I'm probably trying to make too much of the space I have, but If anyone thinks that it might work, please let me know..

...and maybe someone can shed some light on my question regarding fish sharing their recommended living space.


----------



## jsm11482 (Aug 8, 2006)

The general rule is 1" of ADULT SIZE fish per gallon. However, if your fish is large bodied (like a Discus or Angel) then they need more space. Less fish will be better than more, unless you have extra filtration or are willing to clean more often. I don't do saltwater so I can't be sure the rule is the same here....maybe someone else will chime in.


----------



## JLong80 (Aug 15, 2007)

well, while I understand that tank size recommendations are made for a particular fish based on the size of the fish and the amount of room it needs to swim and maintain a happy and healty life, and that it won't feel crowded if there is a lower number of other inhabitants...
...what I don't understand, is how does a hobbyist know how many fish can be placed in that space before the aggressor is going to decide that he needs more room?

Obviously you can't put an unlimited number of 75-gallon fish in a 75-gallon tank, but while one fish needs 75 gallons to swim around, he could usually share the space with a few others. As I'm sure everyone would, I would like to make the most out of the space I have, and my real problem comes in figuring out if I'm going overboard when I'm selecting fishies.

I guess I could just post yet another question specific to the set-up I would like to plan for (as I have in the original post), but it would seem to be much more helpful to all of this site's members if we could figure out how to easily solve such a commonly asked question. Extra filtration and cleaning is a given with a high population, I just would hate to cause extra stress on my fish or have to get rid of something because it's outgrown the tank, and I certainly don't want to come home one day to find that my Trigger fixed the problem my eating one or all of the other little guys.


----------



## caferacermike (Oct 3, 2006)

I'll be the naysayer here.

75g is a very small tank. Sorry I said it. And to think I own a 75g. Well I also own a 400g tank so trust me 75 is nothing. My sump for the 400g is larger than 100g. As in that's my filter. 

I wouldn't do any of those fish in a 75g, especially an angel. The tang and angel will most likely battle it out as similar looking fish tend to fight. The wrasse will get large. The trigger might be about the only fish I'd even consider as Huma's don't get tremendously large, however they are aggressive eaters that spoil their water quickly. 
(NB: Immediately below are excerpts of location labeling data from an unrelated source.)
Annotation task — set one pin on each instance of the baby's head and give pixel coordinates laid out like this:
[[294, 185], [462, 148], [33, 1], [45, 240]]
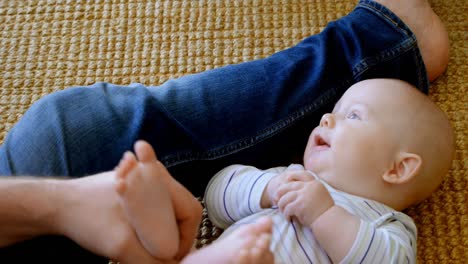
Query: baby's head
[[385, 141]]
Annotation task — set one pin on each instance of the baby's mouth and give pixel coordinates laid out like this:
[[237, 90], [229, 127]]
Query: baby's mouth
[[321, 143]]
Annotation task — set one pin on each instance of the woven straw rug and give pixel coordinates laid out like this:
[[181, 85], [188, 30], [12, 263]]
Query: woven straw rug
[[49, 45]]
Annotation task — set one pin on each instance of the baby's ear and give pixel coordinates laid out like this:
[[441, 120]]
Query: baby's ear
[[406, 167]]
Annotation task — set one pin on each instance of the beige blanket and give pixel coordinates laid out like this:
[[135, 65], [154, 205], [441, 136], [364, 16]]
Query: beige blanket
[[49, 45]]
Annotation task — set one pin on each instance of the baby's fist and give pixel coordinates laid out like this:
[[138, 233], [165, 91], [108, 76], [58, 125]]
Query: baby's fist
[[305, 200]]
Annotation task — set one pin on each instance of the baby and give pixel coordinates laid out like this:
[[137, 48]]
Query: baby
[[384, 147]]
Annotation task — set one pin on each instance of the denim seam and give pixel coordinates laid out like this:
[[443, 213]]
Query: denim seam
[[395, 51], [267, 133]]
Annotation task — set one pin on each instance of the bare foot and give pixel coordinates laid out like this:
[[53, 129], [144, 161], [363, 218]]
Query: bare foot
[[430, 32], [147, 203], [249, 244]]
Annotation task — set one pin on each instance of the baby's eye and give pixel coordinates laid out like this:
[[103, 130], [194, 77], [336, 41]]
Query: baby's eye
[[353, 115]]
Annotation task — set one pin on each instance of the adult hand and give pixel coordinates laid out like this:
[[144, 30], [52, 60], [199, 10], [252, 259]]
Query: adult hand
[[304, 200], [91, 215], [187, 209]]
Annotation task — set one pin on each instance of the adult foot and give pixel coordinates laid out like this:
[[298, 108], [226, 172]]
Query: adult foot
[[249, 244], [430, 32], [146, 201]]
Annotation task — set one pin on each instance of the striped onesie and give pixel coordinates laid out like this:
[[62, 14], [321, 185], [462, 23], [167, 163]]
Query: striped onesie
[[385, 236]]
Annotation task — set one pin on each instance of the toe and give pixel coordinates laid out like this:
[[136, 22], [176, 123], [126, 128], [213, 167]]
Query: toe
[[120, 186], [127, 163]]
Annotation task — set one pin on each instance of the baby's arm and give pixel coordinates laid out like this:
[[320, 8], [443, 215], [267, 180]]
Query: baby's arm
[[235, 192], [345, 237], [310, 202]]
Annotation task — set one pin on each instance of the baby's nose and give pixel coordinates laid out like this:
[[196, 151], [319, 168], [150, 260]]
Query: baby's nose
[[327, 120]]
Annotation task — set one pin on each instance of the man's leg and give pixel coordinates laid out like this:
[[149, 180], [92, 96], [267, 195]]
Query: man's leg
[[258, 112]]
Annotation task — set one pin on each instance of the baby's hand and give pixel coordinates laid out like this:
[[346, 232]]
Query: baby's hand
[[305, 200], [270, 195]]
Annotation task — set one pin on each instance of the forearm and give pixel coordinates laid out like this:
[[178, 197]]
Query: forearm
[[336, 230], [28, 208], [234, 193]]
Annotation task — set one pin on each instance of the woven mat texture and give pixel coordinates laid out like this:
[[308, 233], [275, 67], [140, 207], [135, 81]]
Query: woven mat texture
[[49, 45]]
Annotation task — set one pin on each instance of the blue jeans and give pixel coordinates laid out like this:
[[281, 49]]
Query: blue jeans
[[258, 113]]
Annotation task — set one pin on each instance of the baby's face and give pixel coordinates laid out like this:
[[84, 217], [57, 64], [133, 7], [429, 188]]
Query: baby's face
[[356, 143]]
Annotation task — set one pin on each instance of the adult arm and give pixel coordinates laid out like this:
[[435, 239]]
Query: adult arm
[[86, 210], [27, 208]]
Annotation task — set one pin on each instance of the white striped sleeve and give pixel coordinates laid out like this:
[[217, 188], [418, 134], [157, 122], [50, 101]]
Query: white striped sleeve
[[234, 193], [391, 239]]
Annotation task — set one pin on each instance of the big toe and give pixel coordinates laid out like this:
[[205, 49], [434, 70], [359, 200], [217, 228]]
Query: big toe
[[145, 152]]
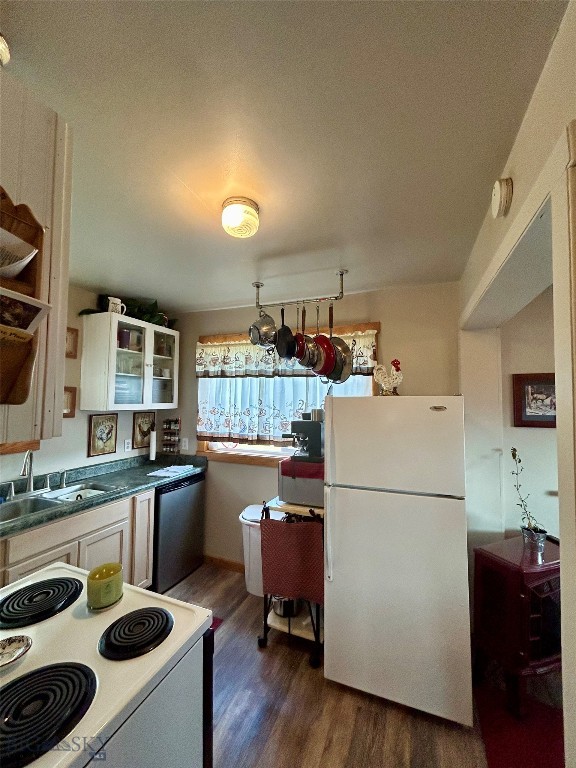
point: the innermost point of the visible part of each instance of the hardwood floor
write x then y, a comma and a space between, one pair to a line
272, 710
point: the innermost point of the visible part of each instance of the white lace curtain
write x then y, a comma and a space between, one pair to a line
247, 395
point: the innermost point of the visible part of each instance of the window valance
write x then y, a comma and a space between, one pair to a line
236, 357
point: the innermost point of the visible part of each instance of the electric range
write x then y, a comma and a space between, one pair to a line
79, 695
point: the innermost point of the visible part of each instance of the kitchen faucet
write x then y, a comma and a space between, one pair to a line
27, 471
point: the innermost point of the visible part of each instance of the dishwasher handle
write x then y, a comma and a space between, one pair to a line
183, 482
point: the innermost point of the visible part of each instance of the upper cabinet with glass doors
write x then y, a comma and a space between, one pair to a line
127, 364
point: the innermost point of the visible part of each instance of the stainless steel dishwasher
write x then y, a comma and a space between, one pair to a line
178, 531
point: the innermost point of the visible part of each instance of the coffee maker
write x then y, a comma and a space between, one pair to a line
308, 437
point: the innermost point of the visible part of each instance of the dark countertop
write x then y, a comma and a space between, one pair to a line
130, 476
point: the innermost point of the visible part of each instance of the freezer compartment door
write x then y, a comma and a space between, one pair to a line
396, 616
412, 444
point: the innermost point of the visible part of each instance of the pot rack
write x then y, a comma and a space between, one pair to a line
298, 302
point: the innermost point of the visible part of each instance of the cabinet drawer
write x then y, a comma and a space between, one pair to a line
68, 554
51, 535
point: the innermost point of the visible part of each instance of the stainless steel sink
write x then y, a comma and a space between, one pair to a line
11, 510
79, 491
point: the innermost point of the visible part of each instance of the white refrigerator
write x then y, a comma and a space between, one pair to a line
396, 613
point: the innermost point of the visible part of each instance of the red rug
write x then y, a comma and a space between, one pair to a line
536, 741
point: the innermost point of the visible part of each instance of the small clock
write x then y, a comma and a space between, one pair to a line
501, 197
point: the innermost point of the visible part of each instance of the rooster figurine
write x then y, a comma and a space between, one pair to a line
388, 383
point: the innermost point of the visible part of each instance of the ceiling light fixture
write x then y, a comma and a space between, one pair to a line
240, 217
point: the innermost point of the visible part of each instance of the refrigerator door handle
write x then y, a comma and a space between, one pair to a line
328, 556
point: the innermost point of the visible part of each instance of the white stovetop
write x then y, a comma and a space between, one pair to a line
73, 635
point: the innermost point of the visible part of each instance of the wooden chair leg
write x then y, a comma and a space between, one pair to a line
263, 639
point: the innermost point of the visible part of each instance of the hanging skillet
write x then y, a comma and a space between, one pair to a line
285, 342
299, 337
310, 356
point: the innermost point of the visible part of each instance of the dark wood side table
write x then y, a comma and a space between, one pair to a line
517, 612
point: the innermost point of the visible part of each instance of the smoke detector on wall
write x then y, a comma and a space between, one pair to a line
501, 197
4, 51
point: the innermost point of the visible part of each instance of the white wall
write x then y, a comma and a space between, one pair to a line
419, 327
528, 347
552, 107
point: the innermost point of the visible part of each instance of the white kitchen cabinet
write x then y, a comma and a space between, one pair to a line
67, 553
102, 534
142, 539
35, 148
108, 545
128, 364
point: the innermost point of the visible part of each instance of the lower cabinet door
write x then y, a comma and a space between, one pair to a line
108, 545
68, 553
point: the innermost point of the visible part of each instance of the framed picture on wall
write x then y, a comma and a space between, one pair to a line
72, 343
102, 434
534, 399
142, 424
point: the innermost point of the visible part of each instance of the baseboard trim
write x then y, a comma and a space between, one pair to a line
220, 562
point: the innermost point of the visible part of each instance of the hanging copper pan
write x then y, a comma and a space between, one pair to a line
326, 355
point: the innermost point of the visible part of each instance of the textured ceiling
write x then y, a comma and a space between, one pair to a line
370, 134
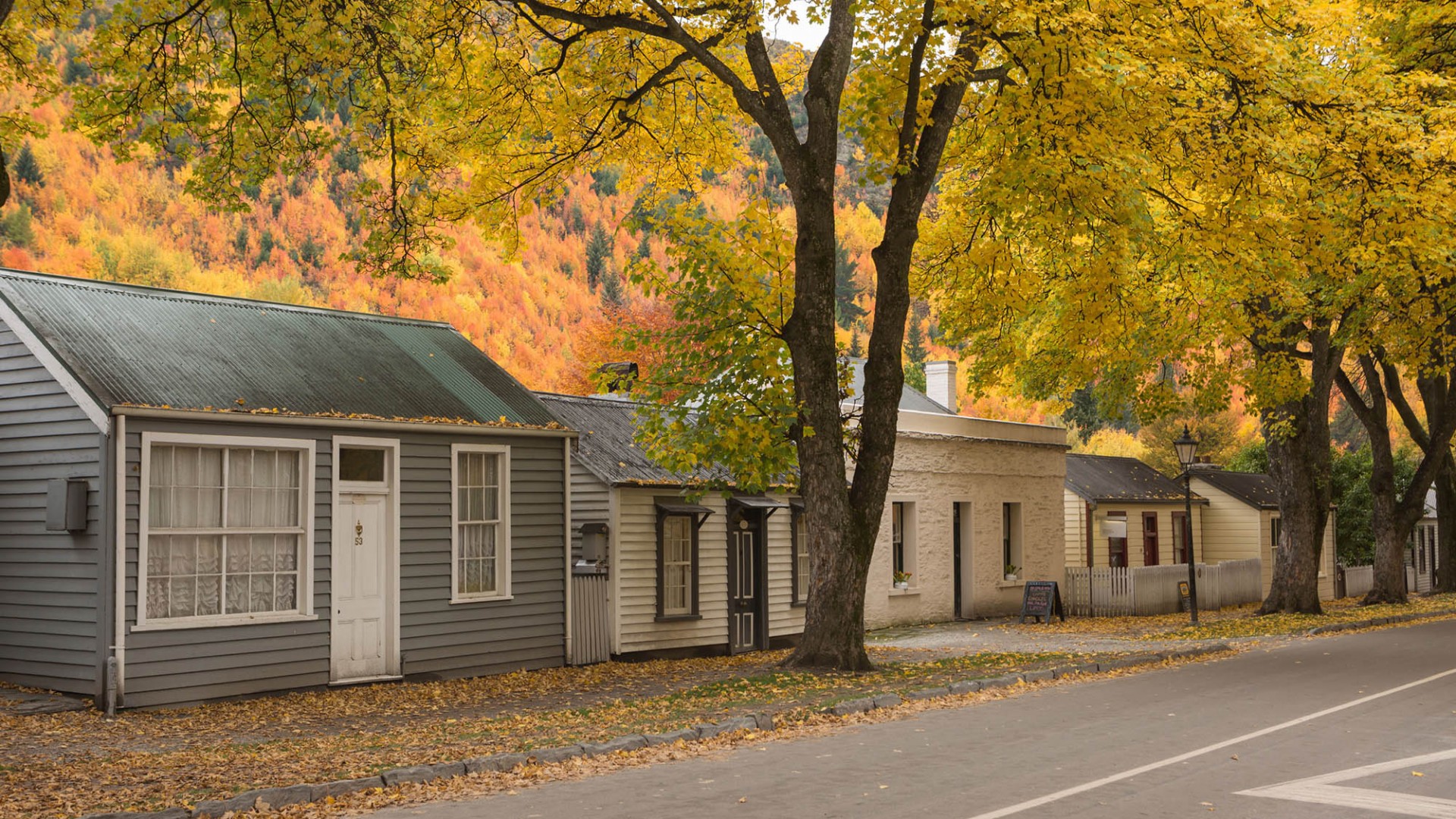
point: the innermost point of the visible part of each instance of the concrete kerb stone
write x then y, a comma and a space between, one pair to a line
267, 799
168, 814
686, 735
620, 744
344, 787
546, 755
1413, 617
494, 764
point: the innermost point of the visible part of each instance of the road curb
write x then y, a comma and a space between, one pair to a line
273, 798
865, 704
1392, 620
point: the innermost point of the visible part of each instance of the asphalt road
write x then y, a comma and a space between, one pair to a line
1360, 725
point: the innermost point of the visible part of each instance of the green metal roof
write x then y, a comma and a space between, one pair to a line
152, 347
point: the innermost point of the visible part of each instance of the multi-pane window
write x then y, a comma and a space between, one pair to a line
801, 558
1180, 537
224, 531
903, 542
1117, 539
897, 537
481, 531
677, 564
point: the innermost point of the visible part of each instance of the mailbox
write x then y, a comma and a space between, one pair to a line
66, 504
593, 542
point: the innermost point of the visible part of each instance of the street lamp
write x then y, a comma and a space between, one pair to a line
1187, 449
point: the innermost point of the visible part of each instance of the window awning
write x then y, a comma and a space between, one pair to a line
766, 504
679, 506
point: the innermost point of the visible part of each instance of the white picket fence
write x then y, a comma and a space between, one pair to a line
1153, 589
1359, 580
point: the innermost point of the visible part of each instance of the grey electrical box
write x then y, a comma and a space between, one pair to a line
593, 542
66, 504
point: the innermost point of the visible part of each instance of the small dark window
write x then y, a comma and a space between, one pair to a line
1117, 544
362, 465
800, 558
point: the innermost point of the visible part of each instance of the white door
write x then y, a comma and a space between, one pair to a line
360, 588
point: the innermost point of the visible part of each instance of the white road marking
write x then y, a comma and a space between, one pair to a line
1094, 784
1321, 790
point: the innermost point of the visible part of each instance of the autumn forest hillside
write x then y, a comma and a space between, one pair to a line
545, 308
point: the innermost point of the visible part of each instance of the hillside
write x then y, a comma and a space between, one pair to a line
79, 212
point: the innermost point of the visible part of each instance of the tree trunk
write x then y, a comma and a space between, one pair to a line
1446, 525
1397, 513
1298, 439
842, 538
1391, 528
1299, 465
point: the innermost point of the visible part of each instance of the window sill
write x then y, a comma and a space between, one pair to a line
221, 621
494, 599
364, 679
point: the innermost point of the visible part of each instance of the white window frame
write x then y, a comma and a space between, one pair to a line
800, 551
503, 532
691, 564
306, 487
909, 535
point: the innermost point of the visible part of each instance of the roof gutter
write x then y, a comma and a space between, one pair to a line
337, 423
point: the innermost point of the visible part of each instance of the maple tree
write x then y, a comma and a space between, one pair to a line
1241, 223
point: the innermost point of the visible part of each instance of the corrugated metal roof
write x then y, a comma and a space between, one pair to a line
1103, 477
1253, 488
152, 347
607, 447
910, 398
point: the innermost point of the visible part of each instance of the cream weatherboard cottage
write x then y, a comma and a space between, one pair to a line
1242, 521
210, 497
1122, 512
720, 573
730, 573
1421, 557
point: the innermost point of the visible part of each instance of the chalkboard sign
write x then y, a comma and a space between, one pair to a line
1041, 599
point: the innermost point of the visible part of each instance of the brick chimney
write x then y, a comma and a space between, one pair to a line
940, 384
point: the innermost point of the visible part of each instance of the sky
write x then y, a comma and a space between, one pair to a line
805, 34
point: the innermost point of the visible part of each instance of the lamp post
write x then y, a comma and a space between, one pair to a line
1187, 449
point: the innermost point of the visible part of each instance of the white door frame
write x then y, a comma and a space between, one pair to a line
340, 535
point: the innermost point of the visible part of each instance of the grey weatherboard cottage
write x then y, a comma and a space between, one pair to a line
229, 497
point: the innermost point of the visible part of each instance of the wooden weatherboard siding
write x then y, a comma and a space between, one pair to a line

For those 4 fish together I would start with a 215g tank. But hey that's me.


----------



## jaybajaj (May 30, 2007)

75gals is vay too small for fishes like Wraase,tangs and Angelfish. Ideally for tanks that small you should have a reef setup with a lot of live rock and fish like the maroon clown, green chromis, yellow belly damsels, pirple firehead goby's royal gramma, midas blenny, golden damsels to suggest a few.


----------



## JLong80 (Aug 15, 2007)

Thank you all for your input, I'm very glad that I asked considering the LFS was under the inpression that a 75-gal would be perfect for just about anything. I do have a list of smaller, more appropriate fish that I might like.. but is there any way for me to know how many adult sized fish I can safely place in the tank other than consulting experienced aquarists?


----------